Les préconisations à ce jour

Plusieurs préconisations sont en vigueur aujourd’hui. La NIST (National Institute of Standards and Technology) souligne qu’il n’y a pas de règle absolue pour la création d’un mot de passe. Néanmoins d’après des travaux universitaires, des mots de passe composés de plusieurs mots sans lien logique entre eux seraient bien plus difficiles à déchiffrer que les mots de passe courts, complexes et difficiles à retenir. D’après l’exemple choisi par les Echos « Il faudrait plus de 550 ans à des hackers pour déchiffrer le mot de passe “Batteries correctement branchées”, selon des travaux universitaires, tandis qu’il ne leur prendrait que 3 jours pour déchiffrer “Tr0ub4dor & 3″ » L’Agence nationale de la sécurité des systèmes d’information (ANSSI) préconise depuis 2012 de composer son mot de passe avec au moins douze caractères. Pour augmenter la complexité et faciliter la mémorisation, l’utilisation de la méthode phonétique est suggérée. Par exemple pour la phrase : « J’ai acheté neuf DVD pour cent euros cet après-midi » le mot de passe serait « gHt9DVD%E7am ». Dans le même principe il existe la méthode des premières lettres, par exemple avec l’expression « Ce n’est pas au singe qu’on apprend à faire la grimace » cela  pourrait donner « cN’epAsQ’oAaFlG » Il est tout de même déconseillé d’utiliser des expressions connues elles seront logiquement utilisées par bon nombre de personnes et seront plus vulnérables.
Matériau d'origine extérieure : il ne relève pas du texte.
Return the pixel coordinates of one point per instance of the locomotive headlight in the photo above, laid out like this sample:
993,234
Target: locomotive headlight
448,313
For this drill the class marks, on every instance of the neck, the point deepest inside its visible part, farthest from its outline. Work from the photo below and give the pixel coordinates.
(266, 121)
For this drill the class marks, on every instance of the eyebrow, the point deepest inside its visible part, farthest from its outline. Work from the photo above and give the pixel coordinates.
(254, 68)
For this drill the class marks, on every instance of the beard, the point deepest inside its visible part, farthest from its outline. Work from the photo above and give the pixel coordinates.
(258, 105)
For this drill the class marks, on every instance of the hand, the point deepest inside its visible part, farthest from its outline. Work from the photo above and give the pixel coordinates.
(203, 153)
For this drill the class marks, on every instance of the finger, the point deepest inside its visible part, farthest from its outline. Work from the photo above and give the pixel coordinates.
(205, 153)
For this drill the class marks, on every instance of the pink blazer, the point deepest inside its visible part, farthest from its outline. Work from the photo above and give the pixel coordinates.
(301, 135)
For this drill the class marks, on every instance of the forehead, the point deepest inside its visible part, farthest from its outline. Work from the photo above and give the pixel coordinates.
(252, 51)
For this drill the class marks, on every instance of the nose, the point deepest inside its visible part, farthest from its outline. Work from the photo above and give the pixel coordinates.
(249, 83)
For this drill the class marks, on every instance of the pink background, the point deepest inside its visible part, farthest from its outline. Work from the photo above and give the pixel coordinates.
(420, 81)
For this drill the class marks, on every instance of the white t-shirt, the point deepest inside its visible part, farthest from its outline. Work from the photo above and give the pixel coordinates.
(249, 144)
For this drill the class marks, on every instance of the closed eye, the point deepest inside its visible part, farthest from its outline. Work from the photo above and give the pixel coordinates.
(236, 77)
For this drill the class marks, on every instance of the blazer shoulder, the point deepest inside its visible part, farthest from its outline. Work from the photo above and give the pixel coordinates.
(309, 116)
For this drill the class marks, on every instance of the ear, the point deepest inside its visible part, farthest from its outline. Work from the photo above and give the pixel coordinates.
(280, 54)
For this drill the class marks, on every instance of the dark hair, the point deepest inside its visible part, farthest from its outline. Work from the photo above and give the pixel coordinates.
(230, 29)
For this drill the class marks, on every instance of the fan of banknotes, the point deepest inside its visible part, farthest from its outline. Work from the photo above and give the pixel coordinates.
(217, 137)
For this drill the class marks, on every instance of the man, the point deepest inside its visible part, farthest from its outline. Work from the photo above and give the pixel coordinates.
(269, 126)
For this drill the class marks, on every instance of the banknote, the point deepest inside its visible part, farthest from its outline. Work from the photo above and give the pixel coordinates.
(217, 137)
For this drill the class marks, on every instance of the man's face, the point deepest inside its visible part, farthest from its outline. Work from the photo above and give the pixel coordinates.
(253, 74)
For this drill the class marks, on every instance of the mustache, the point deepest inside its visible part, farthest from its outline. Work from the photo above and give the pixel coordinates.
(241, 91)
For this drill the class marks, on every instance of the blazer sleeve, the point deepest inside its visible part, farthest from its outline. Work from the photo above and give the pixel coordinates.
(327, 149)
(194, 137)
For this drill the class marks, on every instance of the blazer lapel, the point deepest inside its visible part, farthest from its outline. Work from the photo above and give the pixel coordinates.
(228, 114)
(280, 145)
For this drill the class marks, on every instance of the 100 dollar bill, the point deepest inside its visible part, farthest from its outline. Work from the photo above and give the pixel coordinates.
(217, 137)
Rien de mieux qu’une phrase purement personnelle ou totalement inventée. ANSSI - Autorité National de Défense et de Sécurité des Systèmes Voici les recommandations que vous pouvez retrouver sur le site de l’ANSSI :

  • Utilisez un mot de passe unique pour chaque service. En particulier, l’utilisation d’un même mot de passe entre sa messagerie professionnelle et sa messagerie personnelle est impérativement à proscrire ;
  • Choisissez un mot de passe qui n’a pas de lien avec vous (mot de passe composé d’un nom de société, d’une date de naissance, etc.) ;
  • Ne demandez jamais à un tiers de générer pour vous un mot de passe ;
  • Modifiez systématiquement et au plus tôt les mots de passe par défaut lorsque les systèmes en contiennent ;
  • Renouvelez vos mots de passe avec une fréquence raisonnable. Tous les 90 jours est un bon compromis pour les systèmes contenant des données sensibles ;
  • Ne stockez pas les mots de passe dans un fichier sur un poste informatique particulièrement exposé au risque (exemple : en ligne sur Internet), encore moins sur un papier facilement accessible ;
  • Ne vous envoyez pas vos propres mots de passe sur votre messagerie personnelle ;
  • Configurez les logiciels, y compris votre navigateur web, pour qu’ils ne se « souviennent » pas des mots de passe choisis.”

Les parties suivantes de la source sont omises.